With opinion, Preston simply doing his job
It seems like every week somebody wants to bash Sun sports columnist Mike Preston for doing his job. Most recently, one letter writer questioned his qualifications to write about Brian Billick's coaching judgment, because that writer was questioning Mike's qualifications to offer an opinion on this topic ["Preston is way off base in bashing of Billick," Sept. 7].
My understanding of Mr. Preston's job is that he is supposed to offer informed opinion. His job is not to just report the sports news, such as "Ravens lose to Pittsburgh again and again."
Let's see. To quiet the vocal local fans, Preston could write something like: "Billick and [Matt] Cavanaugh's offensive genius is put off another week by the cheating Steelers defense and unfair referees. Not running the ball is still a good offensive strategy, and I think Jamal Lewis may not be up to running the ball 20 times a game."
Or, Preston could opine: "The Ravens' defense should get used to spending most of the game on the field. Why aren't they in better shape?"

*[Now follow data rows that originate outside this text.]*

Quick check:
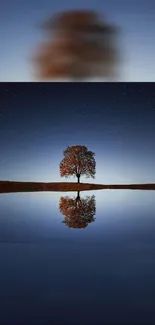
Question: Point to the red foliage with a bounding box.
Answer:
[60,145,96,178]
[59,195,96,228]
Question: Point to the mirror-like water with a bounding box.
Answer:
[0,191,155,325]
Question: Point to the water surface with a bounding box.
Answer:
[0,190,155,325]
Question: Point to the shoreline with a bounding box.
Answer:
[0,181,155,193]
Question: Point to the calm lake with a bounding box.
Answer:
[0,190,155,325]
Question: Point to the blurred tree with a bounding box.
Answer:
[59,192,96,228]
[34,10,117,80]
[59,146,96,183]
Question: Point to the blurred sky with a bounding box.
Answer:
[0,0,155,81]
[0,83,155,184]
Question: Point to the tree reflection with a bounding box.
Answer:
[59,192,96,228]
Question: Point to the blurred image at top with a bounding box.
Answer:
[0,0,155,82]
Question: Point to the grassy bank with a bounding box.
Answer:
[0,181,155,193]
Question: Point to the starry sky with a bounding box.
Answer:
[0,83,155,184]
[0,0,155,81]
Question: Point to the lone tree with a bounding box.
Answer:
[60,146,96,183]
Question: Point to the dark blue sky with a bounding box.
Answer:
[0,83,155,183]
[0,0,155,81]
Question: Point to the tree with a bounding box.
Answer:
[59,192,96,229]
[59,145,96,183]
[33,10,117,80]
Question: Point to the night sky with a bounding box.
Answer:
[0,83,155,184]
[0,0,155,81]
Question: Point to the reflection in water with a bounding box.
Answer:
[59,192,96,228]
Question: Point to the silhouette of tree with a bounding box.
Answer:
[34,10,118,80]
[59,145,96,183]
[59,192,96,228]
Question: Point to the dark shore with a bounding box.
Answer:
[0,181,155,193]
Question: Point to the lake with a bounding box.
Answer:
[0,190,155,325]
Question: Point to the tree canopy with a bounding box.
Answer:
[59,193,96,229]
[59,145,96,183]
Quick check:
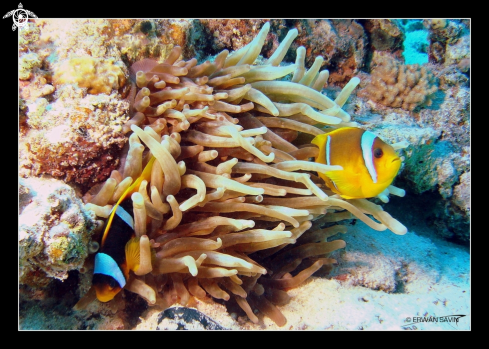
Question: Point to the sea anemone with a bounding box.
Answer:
[84,23,406,326]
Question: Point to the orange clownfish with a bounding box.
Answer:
[92,157,155,302]
[311,127,401,199]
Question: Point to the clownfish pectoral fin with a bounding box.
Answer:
[126,237,140,271]
[325,171,360,199]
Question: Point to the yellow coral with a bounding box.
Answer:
[359,57,438,111]
[53,57,126,94]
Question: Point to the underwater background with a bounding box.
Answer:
[18,18,471,330]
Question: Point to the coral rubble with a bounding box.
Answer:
[19,19,470,329]
[19,178,97,287]
[76,23,406,326]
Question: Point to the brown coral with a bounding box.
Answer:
[358,57,438,111]
[82,23,406,326]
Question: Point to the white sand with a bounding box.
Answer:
[137,222,471,330]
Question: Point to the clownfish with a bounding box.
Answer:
[92,157,155,302]
[311,127,401,199]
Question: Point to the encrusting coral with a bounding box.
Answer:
[53,57,126,94]
[358,57,438,111]
[79,23,407,326]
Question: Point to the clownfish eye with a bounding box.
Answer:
[374,148,384,159]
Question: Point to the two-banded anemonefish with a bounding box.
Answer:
[311,127,401,199]
[92,157,155,302]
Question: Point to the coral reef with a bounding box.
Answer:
[53,57,126,95]
[360,19,405,51]
[19,178,97,287]
[19,19,471,330]
[359,55,438,111]
[19,84,129,185]
[76,23,406,326]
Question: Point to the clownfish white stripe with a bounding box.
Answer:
[93,252,126,288]
[361,131,377,183]
[326,136,331,165]
[115,206,134,230]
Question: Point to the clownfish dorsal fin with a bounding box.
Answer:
[101,156,156,246]
[125,237,140,271]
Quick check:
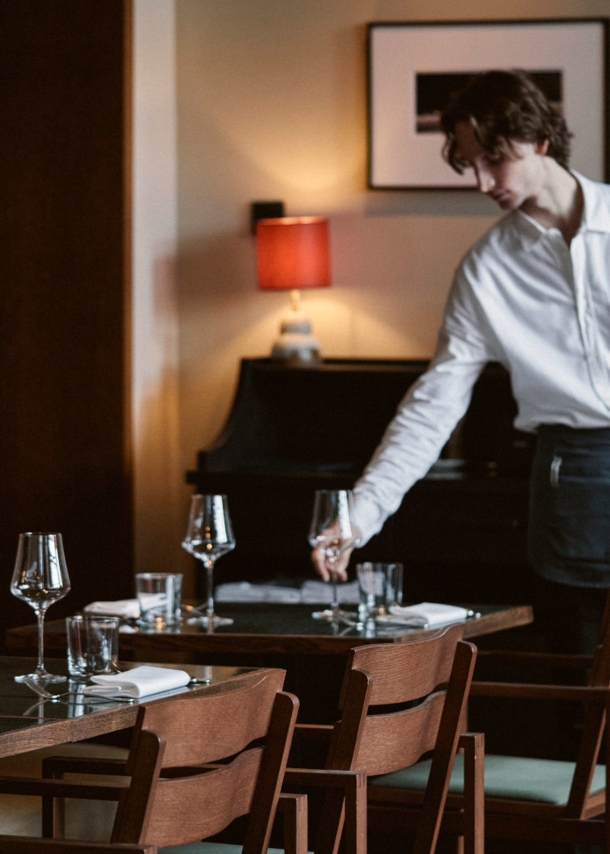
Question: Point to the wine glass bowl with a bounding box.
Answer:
[182,495,235,632]
[308,489,359,622]
[11,531,70,683]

It would be like reading Pravda - the state-run "newspaper" of the former Soviet Union. Do we really want to hear this kind of propaganda? It would be rather mundane.
Thank you, Mike Preston, for your informed opinion.
Don't be put off by guys who lose their better judgment in the tailgating lot.
David Buttner Baltimore
Same old game plan foils Ravens again
After watching the Ravens-Steelers season-opening game, I have one thing to say: Thank God, we have an "offensive genius" coaching the team.
Of course, I'm being facetious.
It was the same old game plan, nothing new. If a "dummy" such as myself finds the Ravens painfully predictable, what are the chances that guys like Bill Cowher will miss it?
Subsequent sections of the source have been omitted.